Movie Fights: Jackie Chan vs Benny “the Jet” Urquidez
September 03, 2018
In his interview in The Incredibly Strange Film Show , Jackie Chan complained that the Hollywood stuntmen (pre-2000s) weren’t used to the speed of Hong Kong fighting, so their reactions were too slow. Jackie would hit them three times and they would only react once. Maybe this is why he enlisted actual fighters like Benny “the Jet” Urquidez for some of his best movie fights.
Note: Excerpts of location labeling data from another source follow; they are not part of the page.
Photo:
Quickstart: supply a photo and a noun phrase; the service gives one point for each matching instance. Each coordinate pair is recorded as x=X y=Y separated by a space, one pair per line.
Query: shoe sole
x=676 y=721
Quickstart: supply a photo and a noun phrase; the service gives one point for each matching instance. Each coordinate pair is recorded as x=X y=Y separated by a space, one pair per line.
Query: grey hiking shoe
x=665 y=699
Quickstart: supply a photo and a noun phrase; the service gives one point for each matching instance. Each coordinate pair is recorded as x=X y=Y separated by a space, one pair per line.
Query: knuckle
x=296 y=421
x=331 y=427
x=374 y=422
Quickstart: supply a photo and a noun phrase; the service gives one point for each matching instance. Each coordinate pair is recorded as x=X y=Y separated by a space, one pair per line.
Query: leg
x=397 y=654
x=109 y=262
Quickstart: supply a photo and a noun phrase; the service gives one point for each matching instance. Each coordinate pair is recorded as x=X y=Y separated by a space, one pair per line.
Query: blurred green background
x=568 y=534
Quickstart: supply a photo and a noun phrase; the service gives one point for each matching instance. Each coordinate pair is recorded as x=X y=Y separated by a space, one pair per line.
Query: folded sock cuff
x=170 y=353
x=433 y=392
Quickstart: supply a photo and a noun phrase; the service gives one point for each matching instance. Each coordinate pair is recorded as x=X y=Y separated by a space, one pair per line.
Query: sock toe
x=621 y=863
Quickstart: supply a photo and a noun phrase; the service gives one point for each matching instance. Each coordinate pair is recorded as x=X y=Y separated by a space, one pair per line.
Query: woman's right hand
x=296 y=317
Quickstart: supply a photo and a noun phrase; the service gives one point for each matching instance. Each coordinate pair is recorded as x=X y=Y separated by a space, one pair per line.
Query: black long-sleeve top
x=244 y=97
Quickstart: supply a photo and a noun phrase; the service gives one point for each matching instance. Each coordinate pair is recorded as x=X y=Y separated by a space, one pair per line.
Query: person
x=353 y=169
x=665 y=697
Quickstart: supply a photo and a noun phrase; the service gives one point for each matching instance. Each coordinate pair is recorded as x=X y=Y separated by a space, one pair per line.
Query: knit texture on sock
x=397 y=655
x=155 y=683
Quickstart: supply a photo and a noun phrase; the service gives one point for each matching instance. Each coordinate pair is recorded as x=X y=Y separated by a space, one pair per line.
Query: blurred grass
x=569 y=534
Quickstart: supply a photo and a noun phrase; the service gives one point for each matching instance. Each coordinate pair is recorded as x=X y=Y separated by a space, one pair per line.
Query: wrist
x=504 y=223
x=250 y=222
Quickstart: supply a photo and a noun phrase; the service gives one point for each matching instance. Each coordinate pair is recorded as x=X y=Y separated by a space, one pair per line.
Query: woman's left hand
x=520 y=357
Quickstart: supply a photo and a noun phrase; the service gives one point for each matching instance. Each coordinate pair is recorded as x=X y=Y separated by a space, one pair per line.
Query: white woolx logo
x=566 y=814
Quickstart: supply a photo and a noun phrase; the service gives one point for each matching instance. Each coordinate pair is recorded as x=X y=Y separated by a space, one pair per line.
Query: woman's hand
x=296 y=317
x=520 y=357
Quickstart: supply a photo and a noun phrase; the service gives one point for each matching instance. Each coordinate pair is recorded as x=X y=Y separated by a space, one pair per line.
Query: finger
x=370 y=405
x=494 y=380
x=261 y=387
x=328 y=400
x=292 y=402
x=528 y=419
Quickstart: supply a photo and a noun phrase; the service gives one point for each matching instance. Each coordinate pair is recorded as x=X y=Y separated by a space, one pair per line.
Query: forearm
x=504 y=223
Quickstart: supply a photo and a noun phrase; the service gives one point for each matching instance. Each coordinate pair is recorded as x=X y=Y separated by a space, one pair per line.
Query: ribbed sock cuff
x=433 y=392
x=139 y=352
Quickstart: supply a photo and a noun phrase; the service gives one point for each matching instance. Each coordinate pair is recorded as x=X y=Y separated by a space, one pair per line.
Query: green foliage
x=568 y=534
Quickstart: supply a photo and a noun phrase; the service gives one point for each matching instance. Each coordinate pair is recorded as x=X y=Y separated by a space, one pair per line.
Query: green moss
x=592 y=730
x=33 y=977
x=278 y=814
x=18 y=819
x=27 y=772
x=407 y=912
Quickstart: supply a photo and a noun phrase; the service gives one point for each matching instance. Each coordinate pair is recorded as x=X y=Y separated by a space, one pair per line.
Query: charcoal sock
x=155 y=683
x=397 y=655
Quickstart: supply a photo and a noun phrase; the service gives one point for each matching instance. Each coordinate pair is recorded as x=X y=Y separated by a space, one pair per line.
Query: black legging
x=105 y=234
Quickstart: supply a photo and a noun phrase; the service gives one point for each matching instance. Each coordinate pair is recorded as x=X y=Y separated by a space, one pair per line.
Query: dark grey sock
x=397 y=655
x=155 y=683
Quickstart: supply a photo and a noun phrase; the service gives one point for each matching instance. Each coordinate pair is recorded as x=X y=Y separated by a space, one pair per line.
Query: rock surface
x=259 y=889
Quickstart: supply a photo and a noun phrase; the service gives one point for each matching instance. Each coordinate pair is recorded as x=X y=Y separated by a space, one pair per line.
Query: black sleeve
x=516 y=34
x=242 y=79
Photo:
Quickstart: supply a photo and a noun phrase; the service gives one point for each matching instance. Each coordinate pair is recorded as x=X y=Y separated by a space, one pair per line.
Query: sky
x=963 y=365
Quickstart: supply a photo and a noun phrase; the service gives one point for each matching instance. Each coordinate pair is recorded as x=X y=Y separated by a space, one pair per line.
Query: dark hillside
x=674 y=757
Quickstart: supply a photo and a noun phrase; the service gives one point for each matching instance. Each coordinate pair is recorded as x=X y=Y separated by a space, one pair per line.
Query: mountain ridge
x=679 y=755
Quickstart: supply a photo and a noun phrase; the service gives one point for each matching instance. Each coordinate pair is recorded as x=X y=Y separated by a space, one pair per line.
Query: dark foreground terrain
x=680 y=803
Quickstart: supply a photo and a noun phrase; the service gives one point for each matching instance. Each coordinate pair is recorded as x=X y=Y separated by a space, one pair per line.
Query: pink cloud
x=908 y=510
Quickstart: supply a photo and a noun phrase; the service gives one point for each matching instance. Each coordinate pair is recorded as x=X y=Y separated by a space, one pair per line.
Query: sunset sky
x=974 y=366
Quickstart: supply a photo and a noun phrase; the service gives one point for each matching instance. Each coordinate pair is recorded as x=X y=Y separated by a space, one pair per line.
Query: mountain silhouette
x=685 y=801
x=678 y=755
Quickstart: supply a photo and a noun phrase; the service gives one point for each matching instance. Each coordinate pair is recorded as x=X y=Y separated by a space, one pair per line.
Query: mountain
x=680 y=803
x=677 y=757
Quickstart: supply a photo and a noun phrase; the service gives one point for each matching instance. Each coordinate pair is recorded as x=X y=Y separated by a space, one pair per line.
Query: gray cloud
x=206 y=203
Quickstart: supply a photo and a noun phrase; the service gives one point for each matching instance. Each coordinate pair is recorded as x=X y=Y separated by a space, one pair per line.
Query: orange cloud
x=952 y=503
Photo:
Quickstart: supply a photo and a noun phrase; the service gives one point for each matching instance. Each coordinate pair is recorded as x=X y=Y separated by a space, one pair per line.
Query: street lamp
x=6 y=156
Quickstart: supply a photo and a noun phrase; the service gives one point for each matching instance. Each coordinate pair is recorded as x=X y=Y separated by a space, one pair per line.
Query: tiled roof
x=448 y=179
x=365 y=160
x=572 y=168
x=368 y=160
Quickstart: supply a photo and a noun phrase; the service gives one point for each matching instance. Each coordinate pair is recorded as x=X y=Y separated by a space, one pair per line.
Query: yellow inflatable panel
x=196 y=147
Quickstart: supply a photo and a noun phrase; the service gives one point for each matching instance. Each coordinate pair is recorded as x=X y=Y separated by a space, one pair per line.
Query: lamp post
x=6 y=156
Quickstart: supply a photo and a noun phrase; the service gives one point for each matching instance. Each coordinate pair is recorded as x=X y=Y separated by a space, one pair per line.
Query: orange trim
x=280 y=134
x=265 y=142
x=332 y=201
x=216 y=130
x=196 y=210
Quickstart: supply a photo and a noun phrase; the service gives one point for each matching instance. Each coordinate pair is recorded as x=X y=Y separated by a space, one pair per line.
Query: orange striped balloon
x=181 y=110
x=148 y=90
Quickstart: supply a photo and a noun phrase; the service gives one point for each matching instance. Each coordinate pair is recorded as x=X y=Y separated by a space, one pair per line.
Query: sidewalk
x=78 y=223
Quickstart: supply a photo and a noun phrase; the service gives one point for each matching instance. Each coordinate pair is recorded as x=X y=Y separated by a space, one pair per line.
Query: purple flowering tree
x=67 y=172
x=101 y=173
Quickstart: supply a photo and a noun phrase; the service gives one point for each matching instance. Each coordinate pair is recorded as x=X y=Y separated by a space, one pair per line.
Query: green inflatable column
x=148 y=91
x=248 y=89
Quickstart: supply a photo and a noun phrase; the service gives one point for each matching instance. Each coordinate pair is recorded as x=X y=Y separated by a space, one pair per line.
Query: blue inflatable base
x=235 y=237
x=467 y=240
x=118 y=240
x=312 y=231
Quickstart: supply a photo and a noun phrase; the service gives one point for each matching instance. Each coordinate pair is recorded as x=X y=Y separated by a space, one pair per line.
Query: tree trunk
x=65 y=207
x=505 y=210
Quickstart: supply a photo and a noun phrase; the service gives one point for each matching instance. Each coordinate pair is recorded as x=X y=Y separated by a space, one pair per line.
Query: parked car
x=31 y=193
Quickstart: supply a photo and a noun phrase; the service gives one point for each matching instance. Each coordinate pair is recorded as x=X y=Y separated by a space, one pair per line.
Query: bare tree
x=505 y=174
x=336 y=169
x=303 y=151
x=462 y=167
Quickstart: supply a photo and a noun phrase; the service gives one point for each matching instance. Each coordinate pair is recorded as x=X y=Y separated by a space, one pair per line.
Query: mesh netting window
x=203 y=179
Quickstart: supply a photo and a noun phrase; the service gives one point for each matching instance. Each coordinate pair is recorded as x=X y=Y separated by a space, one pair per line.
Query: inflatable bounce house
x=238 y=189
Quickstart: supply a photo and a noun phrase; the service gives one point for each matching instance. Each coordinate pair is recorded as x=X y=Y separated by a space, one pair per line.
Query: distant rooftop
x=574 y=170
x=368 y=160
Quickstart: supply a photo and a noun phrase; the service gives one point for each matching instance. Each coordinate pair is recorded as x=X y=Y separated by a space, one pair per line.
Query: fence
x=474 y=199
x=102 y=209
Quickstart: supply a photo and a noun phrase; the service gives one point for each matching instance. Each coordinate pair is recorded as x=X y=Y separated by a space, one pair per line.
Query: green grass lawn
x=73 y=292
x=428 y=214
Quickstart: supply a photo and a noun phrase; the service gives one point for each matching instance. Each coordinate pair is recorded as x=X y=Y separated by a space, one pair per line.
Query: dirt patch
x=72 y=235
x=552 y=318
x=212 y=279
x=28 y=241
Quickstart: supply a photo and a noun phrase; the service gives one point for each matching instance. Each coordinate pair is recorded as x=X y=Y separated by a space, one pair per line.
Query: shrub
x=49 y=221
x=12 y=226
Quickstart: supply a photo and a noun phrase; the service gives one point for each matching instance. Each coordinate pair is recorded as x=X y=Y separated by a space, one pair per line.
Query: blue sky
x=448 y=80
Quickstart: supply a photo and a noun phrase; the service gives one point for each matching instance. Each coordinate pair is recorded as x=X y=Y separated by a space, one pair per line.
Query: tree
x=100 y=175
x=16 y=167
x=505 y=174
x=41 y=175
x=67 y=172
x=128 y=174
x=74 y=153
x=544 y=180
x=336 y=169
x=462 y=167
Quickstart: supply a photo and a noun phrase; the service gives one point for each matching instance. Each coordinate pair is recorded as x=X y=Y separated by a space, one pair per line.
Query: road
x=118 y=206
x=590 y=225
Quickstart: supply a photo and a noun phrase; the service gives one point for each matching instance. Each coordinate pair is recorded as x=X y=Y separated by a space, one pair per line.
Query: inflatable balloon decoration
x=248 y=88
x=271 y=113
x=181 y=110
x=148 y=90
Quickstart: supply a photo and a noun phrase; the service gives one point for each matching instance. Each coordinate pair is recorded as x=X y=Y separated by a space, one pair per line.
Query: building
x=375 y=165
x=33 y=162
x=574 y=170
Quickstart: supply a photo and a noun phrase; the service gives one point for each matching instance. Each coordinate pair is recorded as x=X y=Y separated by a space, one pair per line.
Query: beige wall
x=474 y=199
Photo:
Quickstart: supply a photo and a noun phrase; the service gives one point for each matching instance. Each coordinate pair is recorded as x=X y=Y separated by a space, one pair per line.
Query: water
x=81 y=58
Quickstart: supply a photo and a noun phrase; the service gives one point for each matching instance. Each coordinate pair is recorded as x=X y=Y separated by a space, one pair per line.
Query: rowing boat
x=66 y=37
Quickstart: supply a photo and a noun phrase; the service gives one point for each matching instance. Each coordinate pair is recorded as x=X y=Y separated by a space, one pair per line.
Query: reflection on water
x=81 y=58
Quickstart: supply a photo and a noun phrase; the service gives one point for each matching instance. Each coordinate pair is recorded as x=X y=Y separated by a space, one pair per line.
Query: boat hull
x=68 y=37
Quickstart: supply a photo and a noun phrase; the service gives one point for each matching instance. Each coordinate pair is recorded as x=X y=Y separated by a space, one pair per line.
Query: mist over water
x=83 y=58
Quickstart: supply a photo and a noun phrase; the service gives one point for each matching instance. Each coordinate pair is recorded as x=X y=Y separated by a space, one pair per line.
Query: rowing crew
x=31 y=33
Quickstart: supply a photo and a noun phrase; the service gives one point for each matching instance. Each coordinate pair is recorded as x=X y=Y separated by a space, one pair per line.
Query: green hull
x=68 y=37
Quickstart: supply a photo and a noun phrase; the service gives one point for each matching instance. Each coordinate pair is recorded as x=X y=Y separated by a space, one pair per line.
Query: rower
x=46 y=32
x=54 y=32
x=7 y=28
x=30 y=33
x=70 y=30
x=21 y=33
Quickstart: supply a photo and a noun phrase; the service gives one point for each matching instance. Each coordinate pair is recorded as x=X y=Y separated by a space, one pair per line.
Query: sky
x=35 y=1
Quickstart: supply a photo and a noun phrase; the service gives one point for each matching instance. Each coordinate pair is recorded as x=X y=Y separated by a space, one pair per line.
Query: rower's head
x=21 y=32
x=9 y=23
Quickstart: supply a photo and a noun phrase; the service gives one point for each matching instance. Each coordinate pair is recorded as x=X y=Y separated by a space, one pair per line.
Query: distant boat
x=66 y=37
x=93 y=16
Benny Urquidez was one of the early fighters in the crazy American kickboxing/Full-contact Karate scene, along with Bill “Superfoot” Wallace and Chuck Norris. Those early attempts to incorporate other forms of martials arts into professional matches were a Wild West of vague rules and wildly different fighting styles. Despite these hurdles, Urdiquez had a record of 49–1–1 (win-loss-draw) with 35 knockouts. And those draws and losses were probably wins, and more due to problems with the fight promoters (his “loss” was supposed to be an exhibition, not a scored match).
The movie Meals on Wheels was one of the sillier entries starring the three kung fu brothers who had grown up together in one of Hong Kong’s Peking Opera schools, Sammo Hung , Yuen Biao , and Jackie Chan (they made at least four movies as a trio). Yet it had one of the best (and most realistic, in its way) fight scenes of Jackie’s long career. Half way through the fight (which he is losing), Jackie decides to pretend it is just a training bout, to take the pressure off. He switches to a looser approach (reminiscent of Bruce Lee’s bout fight with Chuck Norris in The Chinese Connection ).